C’è stato anche l’episodio della lettera di Mursi a Peres in cui confermava la volontà
di andare avanti su un discorso di pace con Israele, lettera che poi è stata ufficialmente
ritrattata. In ogni caso, c’è una situazione di incertezza e così all’interno si inseriscono
queste attività terroristiche che hanno un doppio obiettivo: da un lato, quello di
colpire Israele ma, dall’altro, sicuramente proprio quello di colpire l’attuale leadership
egiziana. Il tutto avviene in un momento di stallo negoziale pressoché completo, quindi
il messaggio che viene dato è che la via diplomatica non paga e che l’unica cosa da
perseguire è la via armata, la violenza. Il ritardo della diplomazia apre sempre dei
varchi.
D. - In questo momento l’emergenza Siria non aiuta. Le energie sono
concentrate sulla questione siriana…
R. – Sì è vero, però più complessivamente
direi che in questa fase la questione israelo-palestinese è comunque molto marginalizzata.
Gli stessi israeliani pensano più ai loro problemi interni e non concentrano la loro
attenzione sul problema del processo diplomatico. Anche i palestinesi sono assorbiti
molto dalle loro questioni interne.

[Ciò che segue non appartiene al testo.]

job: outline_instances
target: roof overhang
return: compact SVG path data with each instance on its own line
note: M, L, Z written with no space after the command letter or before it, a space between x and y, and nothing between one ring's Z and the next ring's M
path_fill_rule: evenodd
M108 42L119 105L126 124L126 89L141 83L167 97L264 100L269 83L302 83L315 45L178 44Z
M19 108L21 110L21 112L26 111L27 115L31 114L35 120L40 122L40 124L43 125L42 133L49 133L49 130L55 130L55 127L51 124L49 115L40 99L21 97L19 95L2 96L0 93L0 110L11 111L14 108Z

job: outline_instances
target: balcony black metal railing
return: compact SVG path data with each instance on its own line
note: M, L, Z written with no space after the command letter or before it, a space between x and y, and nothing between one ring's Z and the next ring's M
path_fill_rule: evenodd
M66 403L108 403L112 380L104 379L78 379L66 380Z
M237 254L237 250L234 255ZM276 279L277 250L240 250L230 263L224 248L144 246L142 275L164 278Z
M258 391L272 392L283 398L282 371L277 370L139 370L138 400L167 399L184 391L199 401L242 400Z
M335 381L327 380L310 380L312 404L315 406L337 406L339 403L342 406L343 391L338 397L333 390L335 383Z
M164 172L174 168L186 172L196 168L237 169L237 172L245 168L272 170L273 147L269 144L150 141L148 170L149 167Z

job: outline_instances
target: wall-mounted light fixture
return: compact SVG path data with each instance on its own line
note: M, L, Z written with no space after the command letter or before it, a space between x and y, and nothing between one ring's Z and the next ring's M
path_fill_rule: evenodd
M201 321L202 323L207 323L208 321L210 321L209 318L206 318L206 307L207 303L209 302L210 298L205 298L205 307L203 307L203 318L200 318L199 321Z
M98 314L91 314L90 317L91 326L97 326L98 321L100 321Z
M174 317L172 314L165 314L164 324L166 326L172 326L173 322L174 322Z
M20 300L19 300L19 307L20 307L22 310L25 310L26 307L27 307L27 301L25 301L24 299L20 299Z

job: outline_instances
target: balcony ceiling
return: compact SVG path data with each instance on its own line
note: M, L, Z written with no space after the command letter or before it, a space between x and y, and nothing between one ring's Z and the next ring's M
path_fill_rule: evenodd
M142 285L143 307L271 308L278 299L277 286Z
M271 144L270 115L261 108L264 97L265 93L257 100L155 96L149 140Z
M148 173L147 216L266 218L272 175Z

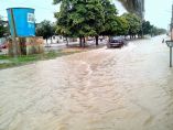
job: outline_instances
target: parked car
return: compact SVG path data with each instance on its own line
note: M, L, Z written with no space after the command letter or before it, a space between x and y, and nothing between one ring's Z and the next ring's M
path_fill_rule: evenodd
M127 44L127 41L121 36L111 36L107 43L107 47L121 47Z

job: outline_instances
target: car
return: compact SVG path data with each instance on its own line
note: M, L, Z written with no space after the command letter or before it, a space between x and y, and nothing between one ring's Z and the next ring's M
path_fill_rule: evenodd
M127 42L123 37L121 36L111 36L109 37L109 41L107 43L107 47L121 47L123 45L126 45Z

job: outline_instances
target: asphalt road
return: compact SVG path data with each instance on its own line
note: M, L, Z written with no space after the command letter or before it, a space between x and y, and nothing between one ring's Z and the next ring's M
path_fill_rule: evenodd
M0 130L173 130L163 37L0 71Z

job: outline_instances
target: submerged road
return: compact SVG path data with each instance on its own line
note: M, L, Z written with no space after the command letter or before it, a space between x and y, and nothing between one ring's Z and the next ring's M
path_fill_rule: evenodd
M173 130L162 36L0 71L0 130Z

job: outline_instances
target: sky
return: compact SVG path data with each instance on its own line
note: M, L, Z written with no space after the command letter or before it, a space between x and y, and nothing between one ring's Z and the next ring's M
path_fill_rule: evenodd
M53 0L0 0L0 15L7 19L7 8L25 7L35 9L36 22L43 20L55 21L54 12L60 10L60 6L53 6ZM145 0L145 20L158 28L167 29L171 22L173 0ZM123 7L115 0L115 4L122 14Z

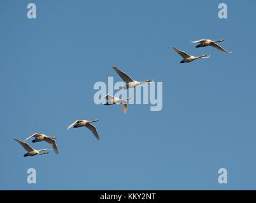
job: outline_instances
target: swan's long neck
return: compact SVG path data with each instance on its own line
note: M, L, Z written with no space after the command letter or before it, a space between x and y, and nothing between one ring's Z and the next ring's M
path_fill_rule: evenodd
M213 41L213 43L220 43L220 42L222 42L222 40L217 40L217 41Z
M93 121L88 121L88 123L93 122L96 122L97 121L97 120L93 120Z

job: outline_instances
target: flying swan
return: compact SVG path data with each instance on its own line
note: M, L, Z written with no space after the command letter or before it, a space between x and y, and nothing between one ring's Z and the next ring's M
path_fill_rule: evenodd
M180 51L178 49L176 49L175 47L173 47L173 49L174 49L180 55L181 55L184 59L180 62L181 63L189 63L192 61L194 61L196 59L199 58L207 58L210 56L210 55L209 55L208 56L206 56L206 55L203 55L202 56L190 56L188 55L187 53L185 53L184 51Z
M200 39L199 41L190 41L190 43L200 43L199 44L198 44L197 46L196 46L196 48L211 46L212 47L214 47L215 48L217 48L218 50L222 51L225 53L231 53L232 52L229 52L229 51L225 50L220 46L219 46L215 43L220 43L220 42L223 42L223 41L224 41L223 39L217 40L217 41L212 41L211 39Z
M129 100L130 98L127 97L124 99L120 99L117 97L115 97L109 95L107 95L103 97L103 98L106 98L108 102L104 103L105 105L111 105L113 104L120 103L121 104L122 108L123 108L123 111L124 114L127 112L127 100Z
M117 72L117 74L119 75L120 77L126 82L126 85L124 87L122 88L122 89L127 89L128 88L135 88L136 86L145 83L145 82L151 82L150 80L146 80L145 81L142 81L142 82L138 82L136 81L134 81L132 79L130 76L129 76L125 72L121 71L118 69L117 68L115 65L113 65L113 69ZM153 80L152 80L152 82L153 82Z
M27 154L24 154L24 157L32 157L34 156L37 154L48 154L48 152L43 152L43 153L40 153L41 151L46 151L46 150L50 150L49 149L47 148L44 148L42 150L36 150L33 149L31 147L30 147L27 143L26 143L25 142L24 142L22 141L18 140L17 139L14 138L14 140L17 141L18 143L20 143L28 152Z
M90 129L92 133L94 134L94 136L96 137L97 140L99 140L99 136L98 134L98 132L97 132L96 128L94 126L92 126L90 122L97 122L99 121L98 119L95 119L93 121L87 121L87 120L77 120L73 122L72 122L69 126L68 126L67 128L67 131L71 128L73 126L73 128L79 128L79 127L83 127L85 126L87 128L89 129Z
M52 147L52 148L54 150L54 152L55 154L59 154L58 152L58 148L57 147L56 142L53 139L56 139L56 137L50 137L46 134L39 134L39 133L34 133L28 137L27 138L24 140L24 141L26 141L27 140L29 140L30 138L34 137L36 138L34 140L32 140L32 143L38 142L38 141L45 141L46 142L48 142Z

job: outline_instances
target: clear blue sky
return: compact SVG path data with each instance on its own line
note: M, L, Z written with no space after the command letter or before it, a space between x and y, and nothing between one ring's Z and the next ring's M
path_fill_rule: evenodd
M27 5L37 18L27 18ZM225 3L228 18L218 18ZM0 189L256 189L255 1L0 1ZM218 40L232 51L196 48ZM208 59L180 63L176 46ZM97 105L93 86L163 82L163 108ZM99 119L98 141L77 119ZM13 138L57 137L60 154L24 157ZM45 142L32 147L48 148ZM27 183L35 168L37 183ZM227 170L228 183L218 183Z

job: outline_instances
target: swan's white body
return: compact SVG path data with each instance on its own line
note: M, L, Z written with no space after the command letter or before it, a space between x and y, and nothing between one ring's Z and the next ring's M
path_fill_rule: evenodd
M24 157L27 157L27 156L32 157L37 154L45 154L49 153L48 152L40 153L40 152L41 152L41 151L50 150L49 149L44 148L44 149L38 150L34 150L25 142L24 142L22 141L18 140L18 139L15 139L15 138L14 138L13 140L17 141L19 144L20 144L24 148L25 148L27 151L27 153L24 154Z
M45 141L46 142L48 143L51 145L52 148L54 150L54 152L55 154L59 154L58 148L57 147L56 142L53 140L53 139L56 139L55 137L50 137L46 134L35 133L35 134L32 134L27 138L25 139L24 141L26 141L27 140L29 140L30 138L32 138L32 137L36 138L34 140L33 140L32 141L32 142L34 143L34 142Z
M99 121L99 120L96 119L94 121L87 121L87 120L76 120L76 121L72 122L69 126L68 126L67 128L67 131L71 128L73 126L73 128L79 128L79 127L86 127L89 129L90 129L92 133L94 134L97 140L99 140L99 136L98 134L98 132L97 131L97 129L94 126L92 126L90 123L92 122L97 122Z
M110 105L112 104L120 103L123 108L124 113L126 114L127 112L128 107L127 100L130 99L129 97L124 99L120 99L117 97L107 95L103 96L103 98L106 98L108 101L106 103L105 103L105 105Z
M113 65L113 69L117 72L117 73L119 75L120 77L126 82L126 85L124 87L122 88L122 89L127 89L128 88L135 88L136 86L145 83L145 82L150 82L150 80L146 80L145 81L142 81L142 82L138 82L136 81L133 80L131 78L130 76L129 76L125 72L122 72L122 70L119 70L117 69L117 67L115 65ZM153 80L152 81L152 82Z
M180 56L181 56L183 58L183 60L182 61L181 61L180 63L189 63L197 58L207 58L211 56L210 55L209 55L208 56L206 56L206 55L203 55L199 56L190 56L190 55L188 55L187 53L185 53L184 51L178 49L175 47L173 47L173 49L174 49Z
M211 46L212 47L214 47L215 48L217 48L217 49L218 49L220 51L224 51L225 53L231 53L232 52L225 50L220 45L218 45L217 44L215 43L220 43L220 42L223 42L223 41L224 41L223 39L217 40L217 41L212 41L211 39L200 39L198 41L190 41L190 43L199 43L200 44L199 45L197 45L197 46L196 46L196 48Z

Quindi francamente percepisco una situazione di
blocco del processo diplomatico, di un orizzonte diplomatico che non si vede in questa
fase, almeno fin dopo le elezioni della prossima presidenza degli Stati Uniti, se
sarà Obama o Romney a vincere le elezioni. E quindi in una situazione di questo tipo
è chiaro che i vuoti vengono riempiti.